6) LA MEMOIRE DES ENFANTS
DISPARUS
Préparé en
amont par le travail historique, prolongé en aval par une réflexion sur le « crime contre l’humanité », le travail sur les victimes (envisagé actuellement en CM2) pourrait alors être
dégagé d’une approche purement émotionnelle. Il serait envisageable, dans ce cadre, de proposer un travail de recherche et la constitution d’un dossier sur une victime de la Shoah. Là aussi, les
enseignants d’histoire en particulier pourraient proposer cette recherche dans le cadre du cours d’Education Civique. La démarche semble plus adaptée à un adolescent ayant reçu des informations
et des connaissances historiques précises sur la Shoah qu’à un enfant de CM2 dont on solliciterait l’identification et la sensibilité.
7) TEMOIGNAGES SUR LA
SHOAH
L’approche de
la Shoah n’étant pas exclusivement réservée au cours d’histoire, nous suggérons que deux textes de témoignage concernant les camps soient intégrés dans le cadre du cours de français. Le programme
de français en 3° impose l’étude du genre autobiographique. L’étude de ces témoignages pourrait s’intégrer à ce programme et proposer une approche complémentaire, le témoignage pouvant être
considéré comme une variété du récit autobiographique. Là encore, une formation dispensée à l’IUFM, concernant le genre du témoignage et les exemples disponibles actuellement, serait la
bienvenue.
8) CONCOURS
Chaque année un
concours est organisé pour les établissements de secondaire : « Le concours national de la résistance et de la déportation ». Il donne l’occasion à des élèves de travailler sur un
aspect précis de la question. Nous souhaiterions que la publicité accordée à ce concours soit plus large et que les lauréats soient gratifiés de récompenses motivantes. De plus, un soutien
financier pour un apport bibliographique et filmographique conséquent devrait être fourni à tous les établissements qui présentent des élèves et les préparent à ce
concours.
9) LA SHOAH AU PROGRAMME DU BAC EN
HISTOIRE
L’enseignement
au lycée est évidemment concerné par l’étude de la Shoah. Celle-ci est désormais réservée au cours d’histoire de 1ère. La période est souvent étudiée en fin d’année, moment moins
favorable à une étude très approfondie pour diverses raisons. Si la Seconde Guerre Mondiale était réintégrée en classe de Terminale, l’étude de cette période serait plus motivante et pourrait
être complétée par une approche différente et complémentaire en cours de philosophie.

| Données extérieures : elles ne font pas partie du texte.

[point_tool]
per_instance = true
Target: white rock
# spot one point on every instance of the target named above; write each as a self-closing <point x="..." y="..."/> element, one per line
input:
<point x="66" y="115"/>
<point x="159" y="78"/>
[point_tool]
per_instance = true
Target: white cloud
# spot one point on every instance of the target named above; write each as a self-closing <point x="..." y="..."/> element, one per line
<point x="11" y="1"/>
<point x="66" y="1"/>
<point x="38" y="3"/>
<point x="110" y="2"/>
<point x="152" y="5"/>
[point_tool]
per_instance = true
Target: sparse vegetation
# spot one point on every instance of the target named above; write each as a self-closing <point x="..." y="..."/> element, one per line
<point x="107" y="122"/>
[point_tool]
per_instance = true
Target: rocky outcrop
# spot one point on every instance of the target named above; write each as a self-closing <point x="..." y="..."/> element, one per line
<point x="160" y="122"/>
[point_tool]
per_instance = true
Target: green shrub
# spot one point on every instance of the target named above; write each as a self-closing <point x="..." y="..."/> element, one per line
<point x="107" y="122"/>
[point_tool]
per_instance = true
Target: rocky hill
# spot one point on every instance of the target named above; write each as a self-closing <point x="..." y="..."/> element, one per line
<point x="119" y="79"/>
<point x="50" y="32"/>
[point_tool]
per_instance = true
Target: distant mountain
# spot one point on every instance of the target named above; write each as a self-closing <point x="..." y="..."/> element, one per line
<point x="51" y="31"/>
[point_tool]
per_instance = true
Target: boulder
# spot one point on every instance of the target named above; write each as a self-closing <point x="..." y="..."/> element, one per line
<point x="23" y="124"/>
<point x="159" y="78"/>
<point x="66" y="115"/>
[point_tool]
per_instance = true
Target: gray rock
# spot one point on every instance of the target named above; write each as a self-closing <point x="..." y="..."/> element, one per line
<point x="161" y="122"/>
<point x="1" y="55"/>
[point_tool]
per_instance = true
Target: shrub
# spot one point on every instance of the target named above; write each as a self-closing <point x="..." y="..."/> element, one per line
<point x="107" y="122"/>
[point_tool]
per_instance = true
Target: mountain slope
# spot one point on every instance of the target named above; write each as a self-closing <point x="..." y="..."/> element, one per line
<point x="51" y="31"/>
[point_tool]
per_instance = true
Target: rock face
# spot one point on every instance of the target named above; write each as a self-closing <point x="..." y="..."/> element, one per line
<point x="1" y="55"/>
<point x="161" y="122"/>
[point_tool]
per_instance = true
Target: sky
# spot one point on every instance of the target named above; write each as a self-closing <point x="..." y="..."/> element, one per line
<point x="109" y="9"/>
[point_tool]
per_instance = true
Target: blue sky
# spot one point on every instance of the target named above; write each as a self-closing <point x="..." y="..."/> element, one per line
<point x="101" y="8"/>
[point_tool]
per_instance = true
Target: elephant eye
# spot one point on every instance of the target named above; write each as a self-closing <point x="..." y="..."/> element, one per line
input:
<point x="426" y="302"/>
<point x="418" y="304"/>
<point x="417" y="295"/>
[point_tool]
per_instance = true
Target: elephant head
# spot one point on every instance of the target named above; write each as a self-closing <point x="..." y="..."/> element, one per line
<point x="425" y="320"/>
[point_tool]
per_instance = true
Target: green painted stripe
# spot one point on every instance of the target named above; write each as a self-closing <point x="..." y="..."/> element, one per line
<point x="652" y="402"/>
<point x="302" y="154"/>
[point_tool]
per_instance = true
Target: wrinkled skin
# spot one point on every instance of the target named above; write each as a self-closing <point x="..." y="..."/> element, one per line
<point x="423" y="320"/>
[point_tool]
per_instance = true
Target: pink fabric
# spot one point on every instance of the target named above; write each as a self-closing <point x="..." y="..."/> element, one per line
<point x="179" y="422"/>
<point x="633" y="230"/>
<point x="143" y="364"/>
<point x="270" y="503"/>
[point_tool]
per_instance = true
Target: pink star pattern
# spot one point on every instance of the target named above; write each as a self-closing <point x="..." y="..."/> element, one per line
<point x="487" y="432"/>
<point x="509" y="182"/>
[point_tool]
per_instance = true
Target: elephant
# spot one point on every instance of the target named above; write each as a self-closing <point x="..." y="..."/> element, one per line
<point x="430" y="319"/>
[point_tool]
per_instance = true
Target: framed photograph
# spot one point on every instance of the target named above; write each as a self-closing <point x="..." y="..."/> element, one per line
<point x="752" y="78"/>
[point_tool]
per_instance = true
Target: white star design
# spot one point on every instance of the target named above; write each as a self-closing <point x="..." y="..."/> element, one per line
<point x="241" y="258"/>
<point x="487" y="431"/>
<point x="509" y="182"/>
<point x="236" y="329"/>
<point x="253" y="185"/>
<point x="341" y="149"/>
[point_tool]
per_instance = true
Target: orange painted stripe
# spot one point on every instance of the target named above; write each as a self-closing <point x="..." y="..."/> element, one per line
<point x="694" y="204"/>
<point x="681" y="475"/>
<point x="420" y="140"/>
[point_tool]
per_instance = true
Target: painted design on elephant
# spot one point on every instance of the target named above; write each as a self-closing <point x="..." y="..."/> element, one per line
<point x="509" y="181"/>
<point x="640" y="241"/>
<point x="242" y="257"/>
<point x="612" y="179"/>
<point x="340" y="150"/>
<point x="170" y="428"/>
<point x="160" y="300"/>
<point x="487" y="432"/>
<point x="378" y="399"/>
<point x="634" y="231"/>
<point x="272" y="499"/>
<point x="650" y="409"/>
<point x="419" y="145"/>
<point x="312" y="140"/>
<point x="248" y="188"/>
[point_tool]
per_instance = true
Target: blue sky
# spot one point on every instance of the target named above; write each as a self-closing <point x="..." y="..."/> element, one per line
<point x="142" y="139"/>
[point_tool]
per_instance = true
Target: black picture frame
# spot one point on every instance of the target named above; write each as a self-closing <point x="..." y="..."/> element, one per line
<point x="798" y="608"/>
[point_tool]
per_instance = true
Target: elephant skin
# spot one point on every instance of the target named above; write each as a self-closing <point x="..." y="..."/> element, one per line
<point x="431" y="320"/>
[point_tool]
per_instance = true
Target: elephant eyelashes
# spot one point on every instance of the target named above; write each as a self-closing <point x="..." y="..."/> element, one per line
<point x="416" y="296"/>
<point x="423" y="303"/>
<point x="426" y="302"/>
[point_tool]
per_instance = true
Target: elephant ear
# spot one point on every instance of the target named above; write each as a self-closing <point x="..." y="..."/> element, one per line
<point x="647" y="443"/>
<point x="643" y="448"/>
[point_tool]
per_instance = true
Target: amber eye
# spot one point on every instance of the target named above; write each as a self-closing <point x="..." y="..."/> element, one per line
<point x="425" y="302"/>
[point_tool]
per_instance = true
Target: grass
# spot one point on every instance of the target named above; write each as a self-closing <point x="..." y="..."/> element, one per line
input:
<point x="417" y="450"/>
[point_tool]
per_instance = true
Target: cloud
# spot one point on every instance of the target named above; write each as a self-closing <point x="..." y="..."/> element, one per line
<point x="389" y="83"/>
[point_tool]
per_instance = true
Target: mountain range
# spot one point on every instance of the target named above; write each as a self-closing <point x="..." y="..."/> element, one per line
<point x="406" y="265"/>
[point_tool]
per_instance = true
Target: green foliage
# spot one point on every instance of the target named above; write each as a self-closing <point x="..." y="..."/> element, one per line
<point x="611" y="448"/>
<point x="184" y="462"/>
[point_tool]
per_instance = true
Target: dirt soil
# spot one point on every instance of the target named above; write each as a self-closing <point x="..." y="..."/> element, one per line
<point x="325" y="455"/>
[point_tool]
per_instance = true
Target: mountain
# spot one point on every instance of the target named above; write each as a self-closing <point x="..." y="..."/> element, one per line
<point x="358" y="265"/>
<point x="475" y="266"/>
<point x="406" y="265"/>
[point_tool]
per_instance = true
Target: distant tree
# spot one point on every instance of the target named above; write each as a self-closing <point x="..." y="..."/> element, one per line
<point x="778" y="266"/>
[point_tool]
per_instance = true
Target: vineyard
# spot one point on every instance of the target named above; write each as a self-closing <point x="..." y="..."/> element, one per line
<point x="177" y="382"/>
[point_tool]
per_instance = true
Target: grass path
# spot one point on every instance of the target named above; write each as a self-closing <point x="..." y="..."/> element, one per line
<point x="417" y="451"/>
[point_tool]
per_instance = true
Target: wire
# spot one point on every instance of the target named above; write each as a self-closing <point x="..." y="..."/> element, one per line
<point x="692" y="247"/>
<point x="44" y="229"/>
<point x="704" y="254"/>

10) LES PROCESSUS GENOCIDAIRES ET LA PHILOSOPHIE
Les concepts
actuels du programme de philosophie permettent aux professeurs d’évoquer la Shoah quand ils parlent de la mémoire ou du mal. Une étude plus précise sur « les processus génocidaires »
serait sans doute intéressante en classe de philosophie. Dans cette hypothèse, on pourrait imaginer l ‘étude de concepts philosophiques et politiques parmi lesquels les notions de génocide, de crime contre l’humanité, de « banalité du mal », de racisme, d’antisémitisme trouveraient toute leur place
et complèteraient utilement le cours d’histoire. Cette approche permettrait d’éviter la « concurrence » victimaire ou la concurrence des mémoires en proposant divers exemples et en
dégageant la spécificité de chacun.
Sam Braun, rescapé d’Auschwitz, auteur de « Personne ne m’aurait
cru, alors je me suis tu » (Albin Michel, 2008) et Stéphane Guinoiseau, professeur agrégé de Lettres Modernes.